Within the churchified purity culture that Denny Burk espouses, transgender people function as a boggart, a fearful fulfillment of the anti-feminist prophecy that feminism merely wants to turn men into women. Because purity culture is built so fundamentally on the goals of heterosexual, cisgender marriage and procreation, transgender people do not function within their equation. Trans people, by the very fact of their existence, challenge the idea that God created each of us to go after the middle-class goals of marriage and family. And that is terrifying to the purity advocates, which is why we must never stop being completely inclusive in our discussions.

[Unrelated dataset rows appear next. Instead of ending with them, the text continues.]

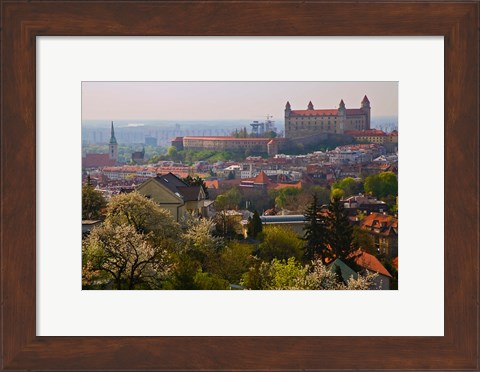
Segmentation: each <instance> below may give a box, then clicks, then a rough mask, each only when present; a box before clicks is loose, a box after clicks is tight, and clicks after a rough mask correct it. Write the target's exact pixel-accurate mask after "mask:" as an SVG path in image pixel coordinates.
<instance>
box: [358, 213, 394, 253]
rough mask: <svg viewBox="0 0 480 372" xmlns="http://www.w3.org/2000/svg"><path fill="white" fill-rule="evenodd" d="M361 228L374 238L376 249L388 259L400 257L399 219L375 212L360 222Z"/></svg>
mask: <svg viewBox="0 0 480 372" xmlns="http://www.w3.org/2000/svg"><path fill="white" fill-rule="evenodd" d="M360 228H361V229H362V230H365V231H368V233H369V234H370V235H371V236H372V237H373V240H374V243H375V248H376V249H377V251H378V252H379V253H381V254H385V255H386V256H387V257H388V258H394V257H397V256H398V219H397V218H396V217H394V216H390V215H387V214H382V213H376V212H373V213H371V214H370V215H368V216H366V217H365V218H364V219H363V220H362V221H361V222H360Z"/></svg>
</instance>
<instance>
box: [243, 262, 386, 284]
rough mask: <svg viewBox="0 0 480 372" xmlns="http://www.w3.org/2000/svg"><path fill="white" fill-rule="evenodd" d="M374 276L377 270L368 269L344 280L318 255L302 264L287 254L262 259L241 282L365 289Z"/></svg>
mask: <svg viewBox="0 0 480 372" xmlns="http://www.w3.org/2000/svg"><path fill="white" fill-rule="evenodd" d="M376 277H377V274H373V273H367V274H366V275H365V276H362V275H359V276H358V278H357V279H354V278H350V279H349V280H348V282H347V283H346V284H345V283H343V281H341V280H339V279H338V277H337V274H336V273H335V271H333V270H330V269H329V268H328V267H327V266H326V265H324V264H323V263H322V260H321V259H316V260H314V261H312V262H311V263H310V264H309V265H305V266H302V265H301V264H300V263H298V262H296V261H295V259H294V258H289V259H288V260H277V259H274V260H272V261H271V262H261V263H259V264H257V265H256V266H253V267H251V268H250V270H249V271H248V272H247V273H245V274H244V275H243V277H242V281H241V284H242V285H244V286H245V287H247V288H249V289H273V290H283V289H290V290H291V289H296V290H305V289H310V290H366V289H371V288H373V287H374V280H375V278H376Z"/></svg>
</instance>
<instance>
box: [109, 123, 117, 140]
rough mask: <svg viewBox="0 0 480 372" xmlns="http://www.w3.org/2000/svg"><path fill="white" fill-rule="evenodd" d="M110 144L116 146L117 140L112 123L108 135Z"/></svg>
mask: <svg viewBox="0 0 480 372" xmlns="http://www.w3.org/2000/svg"><path fill="white" fill-rule="evenodd" d="M110 144H112V145H116V144H117V139H116V138H115V129H114V128H113V121H112V128H111V134H110Z"/></svg>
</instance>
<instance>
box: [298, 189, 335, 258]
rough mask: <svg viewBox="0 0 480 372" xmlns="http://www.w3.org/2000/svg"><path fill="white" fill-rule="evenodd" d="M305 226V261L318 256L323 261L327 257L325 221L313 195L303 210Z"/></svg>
mask: <svg viewBox="0 0 480 372" xmlns="http://www.w3.org/2000/svg"><path fill="white" fill-rule="evenodd" d="M305 221H306V225H305V227H304V228H303V231H304V236H303V240H304V241H305V247H304V251H305V252H304V255H305V258H306V259H307V260H313V259H314V258H315V256H318V257H319V258H321V259H322V261H325V259H326V258H327V257H328V256H329V254H328V250H327V241H326V238H327V228H326V224H325V219H324V217H323V216H322V214H321V213H320V206H319V204H318V198H317V195H316V194H314V195H313V199H312V203H311V204H310V205H309V206H308V207H307V209H306V210H305Z"/></svg>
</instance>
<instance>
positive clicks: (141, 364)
mask: <svg viewBox="0 0 480 372" xmlns="http://www.w3.org/2000/svg"><path fill="white" fill-rule="evenodd" d="M1 11H2V15H1V22H2V26H1V27H2V30H1V37H2V40H1V222H0V227H1V284H2V287H1V321H2V323H1V325H2V329H1V337H2V339H1V343H2V351H1V357H2V363H1V368H2V370H13V369H29V370H36V369H38V370H47V369H48V370H73V369H75V370H79V369H80V370H93V369H96V370H116V369H122V370H123V369H129V370H175V369H215V370H230V369H232V368H235V369H245V370H248V369H273V370H283V369H293V370H298V369H325V370H331V369H369V370H370V369H398V370H406V369H422V370H424V369H437V370H438V369H439V370H445V369H456V370H467V369H468V370H478V368H479V366H478V357H479V354H478V300H479V298H478V284H479V283H478V264H479V261H478V257H479V256H478V252H479V251H478V248H479V199H478V197H479V178H478V175H479V156H478V155H479V151H478V149H479V147H478V146H479V141H478V139H479V114H478V111H479V83H478V82H479V35H478V31H479V2H478V1H465V2H434V1H419V2H356V1H355V2H348V1H346V2H342V3H328V2H317V1H313V2H308V1H307V2H305V1H288V2H279V1H274V2H265V1H257V2H250V1H238V2H225V1H224V2H217V1H198V2H194V1H170V2H167V1H165V2H157V1H154V2H133V1H126V2H125V1H83V2H81V1H45V2H42V1H28V2H26V1H8V0H4V1H3V2H2V4H1ZM41 35H93V36H96V35H253V36H256V35H333V36H337V35H345V36H349V35H362V36H363V35H366V36H369V35H388V36H389V35H396V36H414V35H443V36H444V37H445V292H444V293H445V309H444V310H445V336H444V337H37V336H36V335H35V281H36V279H35V245H36V237H35V226H36V221H35V211H36V206H35V203H36V195H35V190H36V188H35V177H36V165H35V157H36V152H35V139H36V136H35V128H36V127H35V126H36V122H35V99H36V96H35V95H36V92H35V74H36V65H35V48H36V46H35V38H36V36H41ZM427 109H428V108H427ZM417 125H421V123H417ZM425 141H428V138H426V139H425ZM425 167H426V169H428V164H426V165H425ZM422 182H425V183H426V184H427V183H428V180H425V181H422ZM428 187H435V185H428V186H427V187H426V188H425V189H422V191H425V192H428ZM429 202H431V203H435V201H434V200H430V201H429ZM427 211H428V208H427V210H426V211H422V212H420V215H421V218H420V221H421V219H422V218H428V212H427ZM416 249H421V247H416ZM422 264H423V265H425V266H424V270H423V273H424V274H425V275H428V266H429V265H435V262H423V263H422ZM425 291H428V288H425ZM193 311H194V310H193ZM298 311H299V313H305V311H307V312H308V313H309V314H314V310H313V309H308V310H307V309H298ZM382 311H388V309H382ZM295 316H298V314H297V315H295ZM312 321H324V320H322V319H317V320H315V317H314V316H313V317H312ZM351 321H359V320H358V319H352V320H351ZM368 321H374V319H373V315H372V319H371V320H368ZM348 322H349V319H343V320H342V322H340V324H339V326H348ZM392 322H395V319H392ZM385 327H388V324H386V325H385Z"/></svg>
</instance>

Misogyny and hate don’t exist on a linear scale. They intersect with all kinds of identities and lives. A black woman’s experience of misogyny is different from my experience of misogyny which is different from a trans woman of color’s experience of misogyny. Each of these differing experiences highlights the need for comprehensive, complicated approaches to reforming systems, instead of the simplistic “one oppression at a time” approach. Marriage equality is a trans issue and purity culture is a trans issue and reproductive rights are a trans issue. All these things are also black and Native issues and gay issues and bisexual issues and disability issues and mental health issues.

We are people, complex, complicated, and unable to be pinned down into particular categories. Why, then, should our approach to oppression neglect to examine all angles of a discussion and all angles of oppression? Making the world better for our trans friends makes the world a better place, period. And that is worth striving for.